LTE smartwatch RF signal performance

LTE smartwatches such as the LG Watch Sport have remarkable performance with regard to RF signals. That is, under weak signal conditions, one commonly gets say 90% of the range/performance of a full high-end smartphone.

LTE smartwatch in rural Southwest experience

On a recent trip to New Mexico for a conference in Santa Fe, I was surprised how well the Android Wear LTE smartwatch works in this weak coverage area for AT&T. AT&T admits they have few towers in the Santa Fe area, and the local store in Santa Fe says don’t expect your AT&T phone to work in Los Alamos, yet I found I could make calls near Los Alamos.

Note: with providers turning off 2G, in particular AT&T, be aware coverage may have changed since the last time you went to your vacation spot.

Since you can use a Bluetooth headset with the Android Wear LTE smartwatch, call quality is excellent under a wide variety of conditions. In very noisy environments, I hold my wrist next to my ear, or used a headset.

AT&T coverage map over exaggerates their new Mexico coverage

As always before going into remote areas, let someone know when & where you’re going in case of problem and no cell coverage. Consider renting a satellite phone or Spot device if on extended remote travel.

Understanding what 2G/3G/4G mode smartphone/watch is in

While VoLTE/HD Voice is being rapidly deployed, most carriers have still only enabled VoLTE for a select subset of user devices in typically urban areas. Your smartphone/watch will often drop back to “4G” to make a call. You can observe this on an Android device by that the signal icon changes from 4G-LTE to just 4G–which likely actually means a 3G CDMA or HSPA network.

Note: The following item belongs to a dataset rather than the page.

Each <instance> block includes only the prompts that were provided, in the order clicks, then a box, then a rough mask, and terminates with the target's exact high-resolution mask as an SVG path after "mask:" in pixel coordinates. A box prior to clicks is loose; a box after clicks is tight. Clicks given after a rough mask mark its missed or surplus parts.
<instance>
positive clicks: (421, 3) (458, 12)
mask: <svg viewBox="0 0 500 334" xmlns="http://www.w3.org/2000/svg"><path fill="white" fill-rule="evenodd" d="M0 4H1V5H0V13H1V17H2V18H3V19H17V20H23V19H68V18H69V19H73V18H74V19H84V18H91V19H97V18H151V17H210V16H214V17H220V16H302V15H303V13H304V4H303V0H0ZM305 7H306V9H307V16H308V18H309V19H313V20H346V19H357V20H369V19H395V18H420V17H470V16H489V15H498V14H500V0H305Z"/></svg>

If you see an E next to your signal bars, that means 2G EDGE, the network mode turned off in 2017 for many North American carriers. If you see an H that means 3G HSPA/HSPA+. If you see 4G, that might actually mean really good 3G. You might notice the signal bars jumping up/down a few notches when going between 4G and 4G-LTE since LTE in the present times is often on a different band than 3G–e.g. 700 MHz vs. 1900 MHz Remember, carriers like to call their upgraded 3G networks 4G.